Sunny afternoon on the Ibie river.
Rest feels like a death sentence to many athletes. Most athletes are obsessive about training and resting is often ignored, seen as being lazy, or taken begrudgingly. I was in the begrudging camp, only taking rest when I was told, perhaps indulging in another sport on my rest days to get a hit of endorphins. I definitely had my fill of rest, however, moping around in bed eating biscuits while I was injured but injury has given me an new appreciation for training and, oddly enough, rest.
Being a student most of my life, I now think rest blocks are akin to study week. You go to lectures, take notes, and do the daily grind but it all comes together just before the exam during study week when you do nothing but sit around and review what you have learned. Whatever your professor has been rambling on about for the semester finally sinks as your brain connects all the dots. The benefits of rest in training work the same way. You train, train, train and then during rest your body repairs, adapts to the training load, and prepares for the next block of training stress.
Pain au chocolat in preparation for my next training block and that’s the story I’m sticking to.
Delicious morning baking experiment: high protein crepes!

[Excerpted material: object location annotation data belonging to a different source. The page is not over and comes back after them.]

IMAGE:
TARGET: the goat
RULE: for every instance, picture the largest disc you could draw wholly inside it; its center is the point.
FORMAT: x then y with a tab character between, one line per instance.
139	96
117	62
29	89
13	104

A lot of athletes don’t rest enough or at all and, like students who never study, the results aren’t favourable, often leading to injury and overtraining. I was never one of those students. In an obsessive pursuit of good grades, I was definitely a study week junkie: all nighters, cramming, and buckets of caffeine for seven days straight. Now I’m a rest block enthusiast and in my equally obsessive pursuit of athletic performance it means baking, picnicking, evening out tan lines, and napping is taken seriously. What can I say, I was always a good student.